Gioenian Academy
- Type: Academy of Natural Sciences
- Established: 1824; 202 years ago
- Affiliation: University of Catania
- Other students: Corso Italia 55
- Location: Catania, Italy 37°30′55″N 15°05′44″E﻿ / ﻿37.51531°N 15.09548°E
- Website: www.gioenia.unict.it

= Accademia Gioenia di Catania =

The Gioenian Academy (italian: Accademia Gioenia) is a scientific and academic society in Catania, Italy, that was founded in 1824. Today it is closely associated with the University of Catania.

==Origins==
The academy of natural sciences, which had been conceived by the naturalist Giuseppe Gioeni d'Angiò (1743–1822), was founded in 1824 on the initiative of the knight hospitaller Cesare Borgia, who lived in Catania due to the well-known events of the Order, and ten intellectuals and scientists, among which were Carlo Gemmellaro. The academy had its initial meeting in 1824 at the Palazzo Centrale dell'Università di Catania.

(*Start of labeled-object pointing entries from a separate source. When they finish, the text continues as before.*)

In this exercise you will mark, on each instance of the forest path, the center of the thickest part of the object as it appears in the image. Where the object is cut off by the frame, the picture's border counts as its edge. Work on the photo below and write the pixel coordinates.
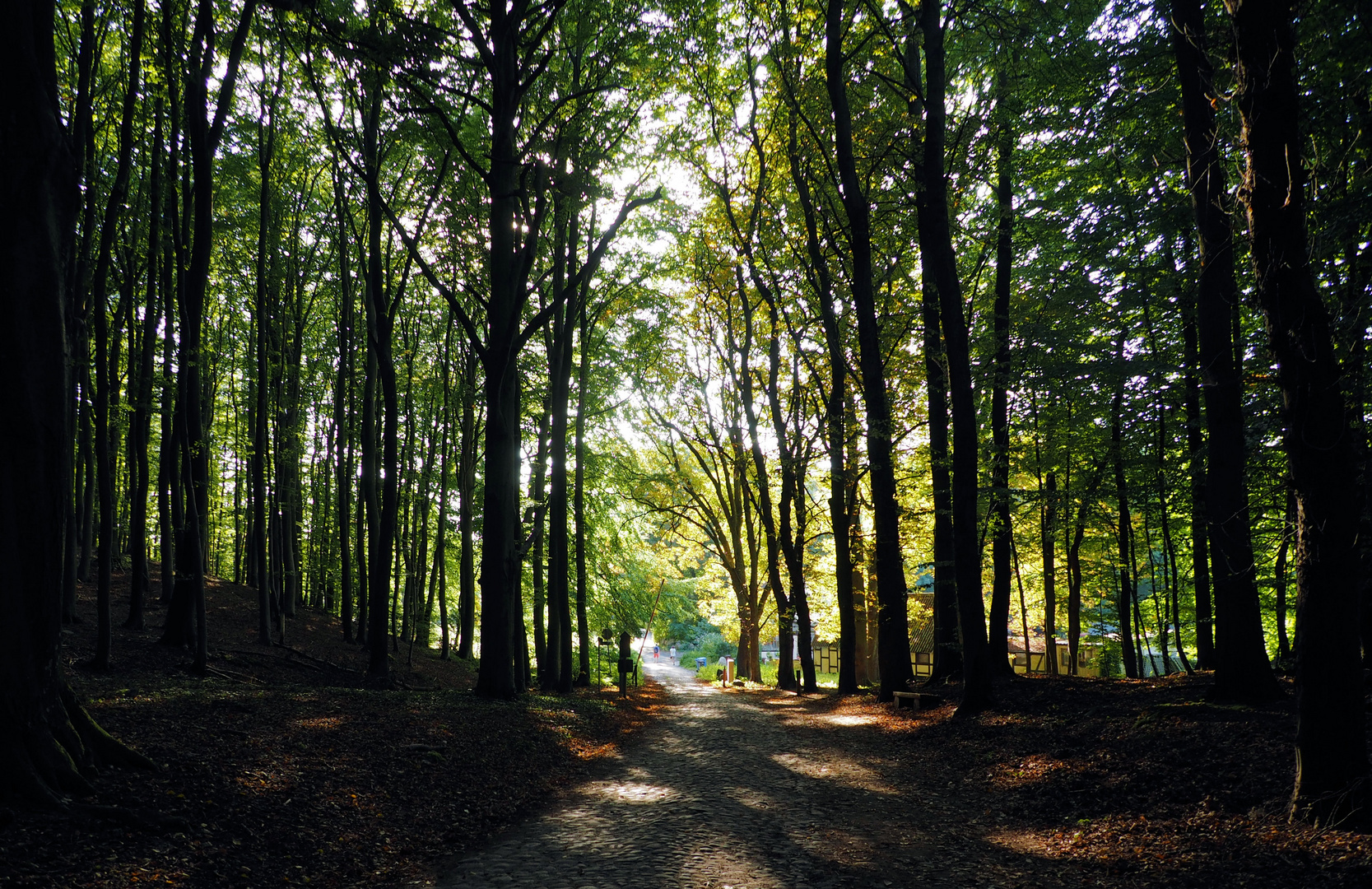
(738, 790)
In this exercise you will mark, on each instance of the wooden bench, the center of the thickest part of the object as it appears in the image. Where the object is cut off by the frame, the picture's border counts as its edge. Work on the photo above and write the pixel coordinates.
(917, 700)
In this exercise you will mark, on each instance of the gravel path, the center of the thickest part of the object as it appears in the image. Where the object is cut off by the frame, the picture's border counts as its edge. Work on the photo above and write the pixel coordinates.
(722, 794)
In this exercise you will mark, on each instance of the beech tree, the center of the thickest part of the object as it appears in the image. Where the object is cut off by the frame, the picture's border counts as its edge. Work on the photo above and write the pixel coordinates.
(49, 744)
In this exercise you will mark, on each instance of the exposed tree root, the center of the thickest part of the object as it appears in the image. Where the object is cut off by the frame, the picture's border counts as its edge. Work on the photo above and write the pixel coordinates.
(51, 759)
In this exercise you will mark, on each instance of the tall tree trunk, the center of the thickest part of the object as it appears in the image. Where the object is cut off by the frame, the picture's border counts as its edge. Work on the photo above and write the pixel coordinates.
(383, 467)
(785, 671)
(1124, 530)
(263, 319)
(342, 395)
(107, 351)
(467, 493)
(584, 675)
(936, 239)
(891, 572)
(538, 493)
(1330, 745)
(1242, 670)
(1002, 541)
(1050, 574)
(203, 135)
(47, 740)
(836, 435)
(139, 430)
(1281, 574)
(1195, 464)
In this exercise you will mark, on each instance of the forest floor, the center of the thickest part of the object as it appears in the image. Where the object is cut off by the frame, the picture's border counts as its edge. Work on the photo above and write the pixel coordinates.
(284, 767)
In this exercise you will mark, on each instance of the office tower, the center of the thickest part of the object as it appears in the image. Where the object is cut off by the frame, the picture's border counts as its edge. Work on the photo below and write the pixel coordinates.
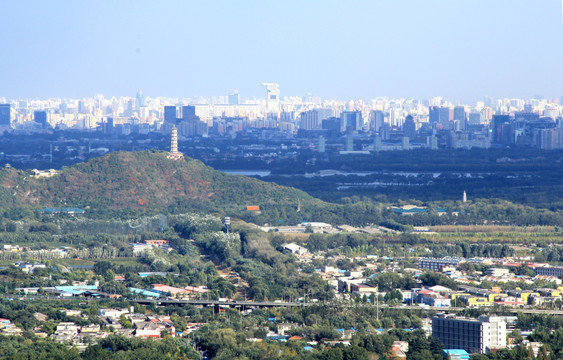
(234, 98)
(497, 125)
(461, 116)
(140, 100)
(174, 154)
(377, 119)
(409, 128)
(5, 114)
(273, 97)
(309, 120)
(322, 144)
(474, 118)
(446, 115)
(433, 142)
(170, 115)
(377, 143)
(434, 114)
(188, 112)
(349, 143)
(40, 117)
(405, 143)
(472, 335)
(350, 121)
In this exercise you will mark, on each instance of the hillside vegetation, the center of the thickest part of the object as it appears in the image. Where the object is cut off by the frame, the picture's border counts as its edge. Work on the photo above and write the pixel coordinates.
(144, 181)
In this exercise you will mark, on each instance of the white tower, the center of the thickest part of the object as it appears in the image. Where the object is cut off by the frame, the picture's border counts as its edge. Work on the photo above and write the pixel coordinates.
(273, 100)
(174, 153)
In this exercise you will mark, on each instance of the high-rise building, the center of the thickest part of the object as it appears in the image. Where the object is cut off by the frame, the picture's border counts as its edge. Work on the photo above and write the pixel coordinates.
(322, 144)
(40, 117)
(349, 143)
(433, 114)
(377, 119)
(377, 143)
(350, 121)
(472, 335)
(5, 114)
(405, 143)
(498, 124)
(461, 116)
(310, 120)
(170, 114)
(474, 118)
(140, 100)
(273, 97)
(446, 116)
(174, 154)
(188, 113)
(234, 98)
(433, 142)
(409, 127)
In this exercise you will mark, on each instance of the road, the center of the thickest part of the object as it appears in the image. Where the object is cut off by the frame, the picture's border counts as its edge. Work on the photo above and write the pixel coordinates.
(270, 304)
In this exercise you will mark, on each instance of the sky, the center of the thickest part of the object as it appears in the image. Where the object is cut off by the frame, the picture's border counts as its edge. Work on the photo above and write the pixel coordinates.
(461, 50)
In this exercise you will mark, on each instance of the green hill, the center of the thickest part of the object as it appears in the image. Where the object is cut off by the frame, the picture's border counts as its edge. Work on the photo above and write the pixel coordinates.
(148, 182)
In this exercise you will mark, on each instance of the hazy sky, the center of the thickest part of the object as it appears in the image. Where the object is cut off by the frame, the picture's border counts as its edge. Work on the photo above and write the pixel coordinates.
(458, 49)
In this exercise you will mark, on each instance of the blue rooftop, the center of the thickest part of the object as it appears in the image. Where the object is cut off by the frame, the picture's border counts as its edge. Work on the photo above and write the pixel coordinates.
(146, 293)
(62, 210)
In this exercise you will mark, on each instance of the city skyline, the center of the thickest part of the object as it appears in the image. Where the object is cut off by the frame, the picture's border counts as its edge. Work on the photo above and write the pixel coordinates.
(459, 50)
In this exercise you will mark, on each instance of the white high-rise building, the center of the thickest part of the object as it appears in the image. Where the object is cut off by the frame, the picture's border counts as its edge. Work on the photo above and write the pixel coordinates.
(273, 99)
(473, 335)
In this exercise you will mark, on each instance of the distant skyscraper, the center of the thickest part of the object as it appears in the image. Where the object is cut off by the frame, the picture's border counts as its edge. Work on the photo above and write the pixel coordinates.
(170, 114)
(409, 127)
(174, 153)
(377, 143)
(322, 144)
(234, 98)
(446, 115)
(350, 121)
(474, 118)
(349, 143)
(5, 114)
(434, 114)
(188, 113)
(40, 117)
(433, 142)
(405, 144)
(310, 120)
(140, 100)
(377, 119)
(273, 99)
(497, 126)
(461, 116)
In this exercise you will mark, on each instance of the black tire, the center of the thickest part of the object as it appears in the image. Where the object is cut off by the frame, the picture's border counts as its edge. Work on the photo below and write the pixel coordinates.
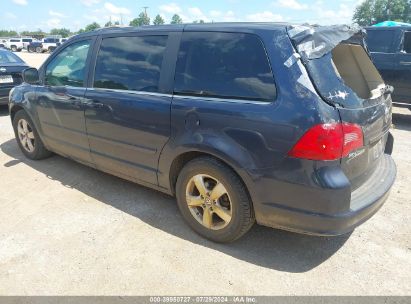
(39, 152)
(242, 218)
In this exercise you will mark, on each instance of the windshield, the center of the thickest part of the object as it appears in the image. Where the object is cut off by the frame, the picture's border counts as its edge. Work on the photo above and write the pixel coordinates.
(7, 57)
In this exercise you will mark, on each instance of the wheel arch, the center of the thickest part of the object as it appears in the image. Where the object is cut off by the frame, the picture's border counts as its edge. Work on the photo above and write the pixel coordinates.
(181, 159)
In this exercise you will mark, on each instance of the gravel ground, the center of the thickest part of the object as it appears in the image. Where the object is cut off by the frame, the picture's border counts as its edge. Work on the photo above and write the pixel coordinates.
(66, 229)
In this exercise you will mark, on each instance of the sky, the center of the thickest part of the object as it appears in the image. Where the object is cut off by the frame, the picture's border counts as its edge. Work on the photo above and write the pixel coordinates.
(23, 15)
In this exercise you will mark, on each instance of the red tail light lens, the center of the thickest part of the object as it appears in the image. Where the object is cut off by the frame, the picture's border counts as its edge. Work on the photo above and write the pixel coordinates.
(328, 142)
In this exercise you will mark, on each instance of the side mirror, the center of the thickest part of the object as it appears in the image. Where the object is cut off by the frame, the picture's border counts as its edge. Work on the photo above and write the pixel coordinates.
(31, 76)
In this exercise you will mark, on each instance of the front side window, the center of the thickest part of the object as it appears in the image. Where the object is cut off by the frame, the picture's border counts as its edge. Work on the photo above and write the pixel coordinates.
(380, 41)
(68, 68)
(130, 63)
(224, 65)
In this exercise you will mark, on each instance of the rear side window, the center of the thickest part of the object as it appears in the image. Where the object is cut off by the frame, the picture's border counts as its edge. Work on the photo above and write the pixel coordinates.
(380, 41)
(130, 63)
(224, 65)
(69, 66)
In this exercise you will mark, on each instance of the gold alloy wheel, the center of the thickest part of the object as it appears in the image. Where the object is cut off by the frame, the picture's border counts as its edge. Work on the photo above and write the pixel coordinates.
(26, 135)
(209, 202)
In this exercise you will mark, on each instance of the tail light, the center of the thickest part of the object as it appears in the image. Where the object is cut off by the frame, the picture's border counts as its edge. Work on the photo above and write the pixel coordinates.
(328, 141)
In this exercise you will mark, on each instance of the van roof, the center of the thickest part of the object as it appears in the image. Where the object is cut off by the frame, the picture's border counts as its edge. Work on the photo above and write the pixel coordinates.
(221, 26)
(399, 27)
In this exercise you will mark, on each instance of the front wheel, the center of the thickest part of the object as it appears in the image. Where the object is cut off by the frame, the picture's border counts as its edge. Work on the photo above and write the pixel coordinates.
(28, 138)
(213, 200)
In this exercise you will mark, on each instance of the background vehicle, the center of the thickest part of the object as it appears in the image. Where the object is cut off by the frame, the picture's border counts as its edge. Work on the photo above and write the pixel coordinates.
(3, 43)
(35, 46)
(11, 67)
(390, 49)
(17, 44)
(50, 44)
(236, 127)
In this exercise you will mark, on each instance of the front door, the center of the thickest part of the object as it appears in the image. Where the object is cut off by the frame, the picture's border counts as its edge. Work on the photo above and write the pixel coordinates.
(128, 112)
(60, 101)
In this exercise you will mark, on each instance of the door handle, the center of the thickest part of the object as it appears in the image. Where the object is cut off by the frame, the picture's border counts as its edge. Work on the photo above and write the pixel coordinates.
(97, 105)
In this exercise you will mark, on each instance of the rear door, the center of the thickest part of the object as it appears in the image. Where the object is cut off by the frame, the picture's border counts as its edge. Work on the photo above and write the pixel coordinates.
(60, 98)
(129, 99)
(402, 67)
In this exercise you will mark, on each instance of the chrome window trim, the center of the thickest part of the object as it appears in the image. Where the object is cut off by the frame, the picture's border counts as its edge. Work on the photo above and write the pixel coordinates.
(230, 100)
(130, 92)
(207, 98)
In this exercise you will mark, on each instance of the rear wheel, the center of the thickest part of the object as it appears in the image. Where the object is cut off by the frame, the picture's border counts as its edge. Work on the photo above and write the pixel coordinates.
(28, 138)
(213, 200)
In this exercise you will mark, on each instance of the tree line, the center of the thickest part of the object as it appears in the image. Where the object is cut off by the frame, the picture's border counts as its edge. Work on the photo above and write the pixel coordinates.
(367, 13)
(371, 12)
(142, 19)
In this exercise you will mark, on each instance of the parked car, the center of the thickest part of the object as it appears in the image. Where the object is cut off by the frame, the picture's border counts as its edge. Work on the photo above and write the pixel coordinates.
(35, 46)
(17, 44)
(11, 67)
(390, 49)
(3, 43)
(50, 44)
(238, 128)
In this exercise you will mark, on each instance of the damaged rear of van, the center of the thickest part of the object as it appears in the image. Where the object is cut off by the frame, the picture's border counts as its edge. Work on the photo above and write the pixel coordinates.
(351, 154)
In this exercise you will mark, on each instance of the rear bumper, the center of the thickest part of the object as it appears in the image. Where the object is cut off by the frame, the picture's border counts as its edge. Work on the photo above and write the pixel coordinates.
(365, 202)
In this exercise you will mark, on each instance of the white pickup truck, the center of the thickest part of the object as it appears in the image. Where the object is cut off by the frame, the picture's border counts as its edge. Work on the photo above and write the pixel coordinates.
(51, 43)
(17, 44)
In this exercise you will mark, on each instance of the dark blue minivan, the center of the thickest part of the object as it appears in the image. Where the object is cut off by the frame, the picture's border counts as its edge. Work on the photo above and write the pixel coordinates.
(284, 125)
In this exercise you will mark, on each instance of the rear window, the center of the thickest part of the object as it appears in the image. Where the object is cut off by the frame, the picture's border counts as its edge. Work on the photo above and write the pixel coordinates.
(407, 42)
(380, 41)
(224, 65)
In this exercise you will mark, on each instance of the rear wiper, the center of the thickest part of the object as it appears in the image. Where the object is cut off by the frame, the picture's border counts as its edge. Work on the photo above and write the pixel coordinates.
(388, 90)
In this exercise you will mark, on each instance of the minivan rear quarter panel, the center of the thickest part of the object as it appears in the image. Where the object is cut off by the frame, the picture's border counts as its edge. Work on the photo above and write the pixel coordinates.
(254, 137)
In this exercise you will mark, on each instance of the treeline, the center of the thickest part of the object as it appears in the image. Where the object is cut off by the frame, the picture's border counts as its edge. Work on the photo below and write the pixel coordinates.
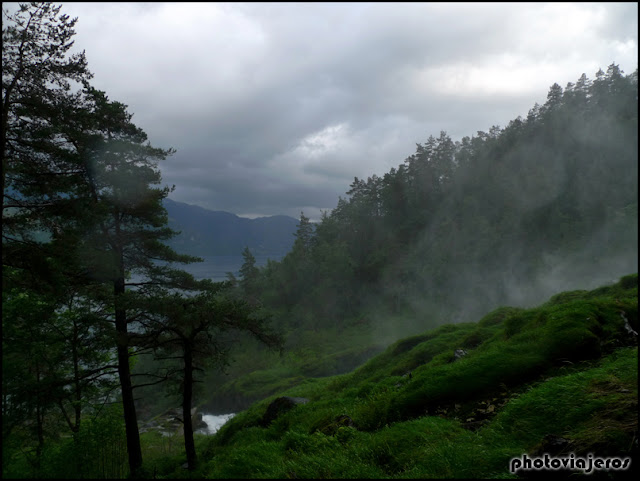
(83, 293)
(507, 216)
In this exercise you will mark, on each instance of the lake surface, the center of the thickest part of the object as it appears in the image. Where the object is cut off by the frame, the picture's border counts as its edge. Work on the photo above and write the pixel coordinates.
(214, 422)
(216, 267)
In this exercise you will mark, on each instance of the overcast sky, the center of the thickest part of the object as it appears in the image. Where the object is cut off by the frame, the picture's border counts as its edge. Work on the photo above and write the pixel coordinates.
(275, 107)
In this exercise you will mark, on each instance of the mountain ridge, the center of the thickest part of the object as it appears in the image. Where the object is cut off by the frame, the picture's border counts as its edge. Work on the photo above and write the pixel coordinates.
(205, 232)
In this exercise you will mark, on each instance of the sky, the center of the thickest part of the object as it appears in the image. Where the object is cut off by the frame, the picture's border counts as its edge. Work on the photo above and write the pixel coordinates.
(274, 108)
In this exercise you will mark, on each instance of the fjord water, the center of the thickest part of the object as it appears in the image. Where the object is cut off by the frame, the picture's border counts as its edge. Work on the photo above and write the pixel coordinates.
(216, 267)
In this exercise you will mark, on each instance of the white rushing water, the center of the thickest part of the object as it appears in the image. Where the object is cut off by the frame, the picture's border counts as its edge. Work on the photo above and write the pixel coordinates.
(214, 422)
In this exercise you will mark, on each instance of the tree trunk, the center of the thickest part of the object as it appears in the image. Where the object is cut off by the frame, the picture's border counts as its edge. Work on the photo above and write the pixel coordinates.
(187, 395)
(130, 420)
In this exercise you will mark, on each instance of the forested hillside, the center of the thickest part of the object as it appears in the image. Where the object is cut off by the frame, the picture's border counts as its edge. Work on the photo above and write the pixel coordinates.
(102, 328)
(511, 215)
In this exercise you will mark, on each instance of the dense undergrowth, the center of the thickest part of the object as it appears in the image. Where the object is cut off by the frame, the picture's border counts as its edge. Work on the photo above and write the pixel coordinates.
(564, 370)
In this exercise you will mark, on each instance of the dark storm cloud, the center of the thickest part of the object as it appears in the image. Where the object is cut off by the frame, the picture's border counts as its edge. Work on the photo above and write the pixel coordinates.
(274, 107)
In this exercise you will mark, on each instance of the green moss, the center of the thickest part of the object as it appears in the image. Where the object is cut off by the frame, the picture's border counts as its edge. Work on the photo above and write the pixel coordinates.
(557, 369)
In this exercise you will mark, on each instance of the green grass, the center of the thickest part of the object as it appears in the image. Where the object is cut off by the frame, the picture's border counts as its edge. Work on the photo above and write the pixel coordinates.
(567, 368)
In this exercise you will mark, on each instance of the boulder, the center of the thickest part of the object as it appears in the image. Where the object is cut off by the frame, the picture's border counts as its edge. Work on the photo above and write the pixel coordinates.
(280, 406)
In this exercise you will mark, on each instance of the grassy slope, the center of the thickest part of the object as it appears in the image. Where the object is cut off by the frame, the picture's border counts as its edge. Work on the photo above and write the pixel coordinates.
(567, 368)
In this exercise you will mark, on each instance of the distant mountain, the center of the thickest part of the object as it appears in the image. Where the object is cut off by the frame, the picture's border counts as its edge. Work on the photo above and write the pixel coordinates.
(208, 233)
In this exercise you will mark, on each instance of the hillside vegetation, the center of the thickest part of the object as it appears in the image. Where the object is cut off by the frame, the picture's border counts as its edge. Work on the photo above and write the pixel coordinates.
(559, 378)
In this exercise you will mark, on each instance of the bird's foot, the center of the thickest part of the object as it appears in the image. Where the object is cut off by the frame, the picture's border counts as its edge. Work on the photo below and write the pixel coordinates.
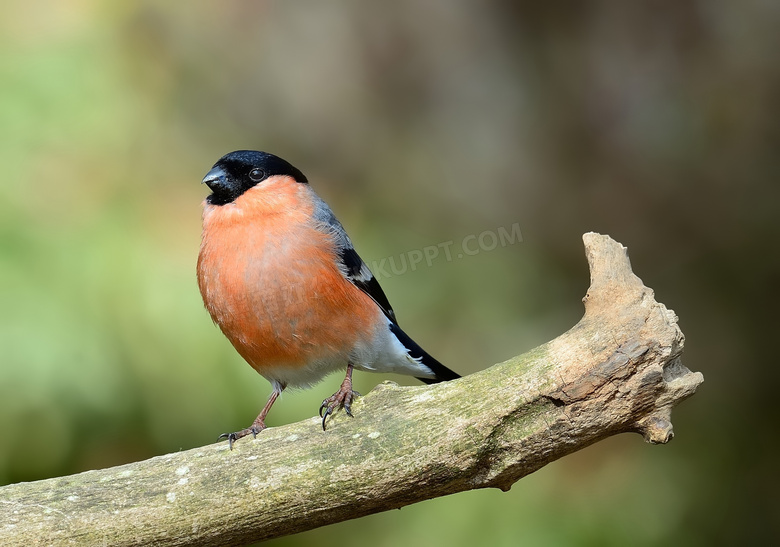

The initial organization separated two sections, both mainly focused on events observable in Sicily: a section of Storia Naurale (Natural History) and one of Scienze Fisiche. The latter often focused on the particular geology and vulcanology of Sicily, but also on meteorological observations. It has published for decades a scientific journal.

==Notable members==

- Edoardo Amaldi, non resident corresponding member from February 27, 1948.
- Federico Cafiero, resident corresponding member from May 25, 1954, then non resident from November 11, 1956.
- Giuseppe Colombo, resident corresponding member on March 11, 1957, non resident from November 1, 1957.
- Gaetano Fichera, honorary member from June 6, 1988.
- Rita Levi Montalcini, honorary member from June 6, 1988.
- Pia Nalli, resident corresponding member on May 1, 1928, then effective member from December 21, 1928.
- Mauro Picone, corresponding member on February 27, 1920, then effettivo from January 4, 1922, then again corresponding member from 1923 on the occasion to his moving to Pisa, and finally non resident corresponding from 1948. Picone was also the Academician Librarian from 1922 to 1923.
- Giovanni Sansone, corresponding member from November 29, 1940, then non resident corresponding from 1948.
- Francesco Severi, honorary member from January 24, 1931.
- Jeanne Villepreux-Power, the academy's first female member (1832), pioneering French marine biologist, and inventor of aquaria.